H0: Variable (Differences) is normally distributed.
H1: Variable (Differences) is normally distributed.
shapiro.test(mydata3$Difference)
##
## Shapiro-Wilk normality test
##
## data: mydata3$Difference
## W = 0.9173, p-value = 9.657e-05
With p < 0.001 which is less than 5% we can reject H0 which means differences are not normally distributed –>
Alternative: Wilcoxon Signed Rank Test (Hypothesis about the difference in two distribution locations):
H0: Distribution locations are the same.
H1: Distribution locations are different.
wilcox.test(mydata3$TransFat, mydata3$SaturatedFat,
paired = TRUE,
correct = FALSE,
exact = FALSE,
alternative = "two.sided")
##
## Wilcoxon signed rank test
##
## data: mydata3$TransFat and mydata3$SaturatedFat
## V = 0, p-value = 1.12e-13
## alternative hypothesis: true location shift is not equal to 0
With p<0.001 we can reject H0 which means distribution location are different.
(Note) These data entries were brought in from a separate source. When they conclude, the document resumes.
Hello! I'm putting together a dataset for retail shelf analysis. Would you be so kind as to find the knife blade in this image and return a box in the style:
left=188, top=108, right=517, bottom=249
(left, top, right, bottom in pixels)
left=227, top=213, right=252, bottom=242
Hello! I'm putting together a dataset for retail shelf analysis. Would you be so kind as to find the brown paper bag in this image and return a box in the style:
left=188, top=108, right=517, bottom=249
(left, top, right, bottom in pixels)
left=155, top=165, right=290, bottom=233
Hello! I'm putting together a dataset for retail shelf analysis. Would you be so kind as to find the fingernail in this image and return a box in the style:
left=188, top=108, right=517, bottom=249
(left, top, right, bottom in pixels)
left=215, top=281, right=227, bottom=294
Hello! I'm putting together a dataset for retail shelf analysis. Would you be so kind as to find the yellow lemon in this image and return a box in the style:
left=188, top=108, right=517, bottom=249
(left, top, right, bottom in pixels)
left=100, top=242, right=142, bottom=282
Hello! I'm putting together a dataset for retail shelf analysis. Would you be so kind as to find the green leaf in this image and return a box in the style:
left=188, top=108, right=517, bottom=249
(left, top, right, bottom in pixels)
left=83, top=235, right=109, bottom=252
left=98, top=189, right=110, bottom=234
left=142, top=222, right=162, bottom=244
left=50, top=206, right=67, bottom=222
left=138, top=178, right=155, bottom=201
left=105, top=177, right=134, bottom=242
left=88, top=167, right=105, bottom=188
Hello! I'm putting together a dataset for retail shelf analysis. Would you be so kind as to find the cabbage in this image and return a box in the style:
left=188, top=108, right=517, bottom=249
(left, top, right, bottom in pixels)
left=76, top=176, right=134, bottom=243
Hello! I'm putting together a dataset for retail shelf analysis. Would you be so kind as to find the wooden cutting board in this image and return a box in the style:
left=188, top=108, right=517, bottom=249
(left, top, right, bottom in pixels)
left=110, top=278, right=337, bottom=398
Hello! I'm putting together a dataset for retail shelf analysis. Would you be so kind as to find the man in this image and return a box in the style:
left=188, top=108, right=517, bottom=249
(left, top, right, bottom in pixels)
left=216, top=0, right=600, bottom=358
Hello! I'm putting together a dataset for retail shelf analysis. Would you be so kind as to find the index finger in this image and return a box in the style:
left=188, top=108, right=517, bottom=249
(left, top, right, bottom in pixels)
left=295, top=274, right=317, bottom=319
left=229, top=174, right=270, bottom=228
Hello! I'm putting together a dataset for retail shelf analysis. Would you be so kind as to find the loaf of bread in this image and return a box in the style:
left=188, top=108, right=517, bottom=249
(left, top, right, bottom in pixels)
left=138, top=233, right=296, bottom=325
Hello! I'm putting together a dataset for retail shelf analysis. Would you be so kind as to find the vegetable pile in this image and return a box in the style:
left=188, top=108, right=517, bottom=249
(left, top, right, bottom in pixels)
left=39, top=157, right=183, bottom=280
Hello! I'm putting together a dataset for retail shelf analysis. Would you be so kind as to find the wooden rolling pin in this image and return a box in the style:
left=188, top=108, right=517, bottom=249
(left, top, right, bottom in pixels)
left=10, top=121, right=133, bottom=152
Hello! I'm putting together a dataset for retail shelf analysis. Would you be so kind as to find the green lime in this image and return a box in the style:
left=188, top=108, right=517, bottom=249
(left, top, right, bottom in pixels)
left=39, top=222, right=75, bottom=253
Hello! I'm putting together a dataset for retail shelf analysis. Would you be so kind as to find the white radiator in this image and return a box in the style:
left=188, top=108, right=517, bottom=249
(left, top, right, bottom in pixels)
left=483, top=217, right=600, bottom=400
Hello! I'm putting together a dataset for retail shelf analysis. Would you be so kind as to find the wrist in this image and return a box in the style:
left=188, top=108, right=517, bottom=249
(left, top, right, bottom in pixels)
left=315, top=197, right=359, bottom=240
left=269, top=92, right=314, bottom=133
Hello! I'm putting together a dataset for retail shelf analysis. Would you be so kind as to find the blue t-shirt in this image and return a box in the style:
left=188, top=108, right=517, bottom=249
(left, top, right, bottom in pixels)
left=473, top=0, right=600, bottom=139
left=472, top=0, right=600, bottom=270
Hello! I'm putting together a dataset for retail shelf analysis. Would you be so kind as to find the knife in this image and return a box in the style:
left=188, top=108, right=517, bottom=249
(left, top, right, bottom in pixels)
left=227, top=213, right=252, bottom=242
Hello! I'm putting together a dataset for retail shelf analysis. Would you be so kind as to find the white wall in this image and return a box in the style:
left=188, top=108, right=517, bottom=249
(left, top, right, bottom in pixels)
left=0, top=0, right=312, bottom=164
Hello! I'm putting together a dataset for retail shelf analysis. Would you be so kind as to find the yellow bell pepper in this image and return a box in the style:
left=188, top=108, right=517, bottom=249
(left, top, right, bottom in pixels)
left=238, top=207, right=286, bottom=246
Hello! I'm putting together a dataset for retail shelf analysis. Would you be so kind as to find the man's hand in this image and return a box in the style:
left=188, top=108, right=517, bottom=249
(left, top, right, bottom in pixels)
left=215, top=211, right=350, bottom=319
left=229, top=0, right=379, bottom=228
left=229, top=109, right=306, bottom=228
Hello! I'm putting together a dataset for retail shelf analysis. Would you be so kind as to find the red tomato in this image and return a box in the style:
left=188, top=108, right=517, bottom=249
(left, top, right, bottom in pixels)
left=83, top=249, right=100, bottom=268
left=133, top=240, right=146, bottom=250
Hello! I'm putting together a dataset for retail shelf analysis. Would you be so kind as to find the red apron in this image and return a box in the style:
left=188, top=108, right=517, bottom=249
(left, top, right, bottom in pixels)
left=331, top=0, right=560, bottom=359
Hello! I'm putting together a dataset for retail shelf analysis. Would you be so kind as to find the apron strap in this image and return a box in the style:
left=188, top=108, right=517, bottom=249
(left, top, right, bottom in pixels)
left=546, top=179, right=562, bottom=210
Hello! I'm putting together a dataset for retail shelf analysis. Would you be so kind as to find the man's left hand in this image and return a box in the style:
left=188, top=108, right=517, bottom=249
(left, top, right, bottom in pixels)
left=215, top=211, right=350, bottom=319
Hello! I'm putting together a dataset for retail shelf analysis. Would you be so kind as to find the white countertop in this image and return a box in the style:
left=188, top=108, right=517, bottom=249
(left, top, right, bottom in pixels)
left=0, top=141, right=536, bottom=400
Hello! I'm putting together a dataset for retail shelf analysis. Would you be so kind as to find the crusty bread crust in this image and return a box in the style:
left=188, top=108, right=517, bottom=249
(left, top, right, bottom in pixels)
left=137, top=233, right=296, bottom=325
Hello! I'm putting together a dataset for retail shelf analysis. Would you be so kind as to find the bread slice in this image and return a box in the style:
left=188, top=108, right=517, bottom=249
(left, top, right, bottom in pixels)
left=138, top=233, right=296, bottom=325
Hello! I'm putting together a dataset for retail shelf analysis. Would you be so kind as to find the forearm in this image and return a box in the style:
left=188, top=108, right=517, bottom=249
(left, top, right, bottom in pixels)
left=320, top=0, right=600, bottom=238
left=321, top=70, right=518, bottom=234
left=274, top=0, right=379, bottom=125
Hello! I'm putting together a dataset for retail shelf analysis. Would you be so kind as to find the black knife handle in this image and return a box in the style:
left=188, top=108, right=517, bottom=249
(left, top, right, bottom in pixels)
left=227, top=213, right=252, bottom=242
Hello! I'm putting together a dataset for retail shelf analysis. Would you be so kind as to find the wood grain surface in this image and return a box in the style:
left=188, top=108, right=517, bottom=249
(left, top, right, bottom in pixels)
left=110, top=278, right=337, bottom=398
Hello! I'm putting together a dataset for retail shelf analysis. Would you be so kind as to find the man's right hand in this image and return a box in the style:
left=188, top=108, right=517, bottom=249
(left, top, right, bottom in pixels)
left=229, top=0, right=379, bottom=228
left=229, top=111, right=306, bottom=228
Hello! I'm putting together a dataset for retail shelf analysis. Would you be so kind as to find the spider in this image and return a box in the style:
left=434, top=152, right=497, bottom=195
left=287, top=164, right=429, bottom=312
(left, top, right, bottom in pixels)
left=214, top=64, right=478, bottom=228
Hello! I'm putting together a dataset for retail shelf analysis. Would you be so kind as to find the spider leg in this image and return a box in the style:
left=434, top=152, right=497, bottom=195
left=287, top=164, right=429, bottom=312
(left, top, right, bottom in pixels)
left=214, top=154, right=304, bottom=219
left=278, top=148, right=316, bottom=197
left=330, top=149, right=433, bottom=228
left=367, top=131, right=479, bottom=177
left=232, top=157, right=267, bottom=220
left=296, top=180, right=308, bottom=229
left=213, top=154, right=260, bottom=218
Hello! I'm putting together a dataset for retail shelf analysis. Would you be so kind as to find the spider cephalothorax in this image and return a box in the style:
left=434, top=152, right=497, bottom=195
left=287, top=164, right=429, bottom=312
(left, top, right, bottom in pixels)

To see how big the difference is –> Effect size
effectsize(wilcox.test(mydata3$TransFat, mydata3$SaturatedFat,
paired = TRUE,
correct = FALSE,
exact = FALSE,
alternative = "two.sided"))
## r (rank biserial) | 95% CI
## ----------------------------------
## -1.00 | [-1.00, -1.00]
interpret_rank_biserial(1, rules = "funder2019")
## [1] "very large"
## (Rules: funder2019)
Effect size: 1 –> more than 0.4 according to Funder and Ozer (2019) means very large.
Based on the sample data, we have found that number (grams) of saturated fat differs compared to number (grams) of trans fat in Burgers (with p < 0.001 ) - the difference in distribution locations of variables is large (r=1). Burgers have higher number (grams) of saturated fat compared to trans fat.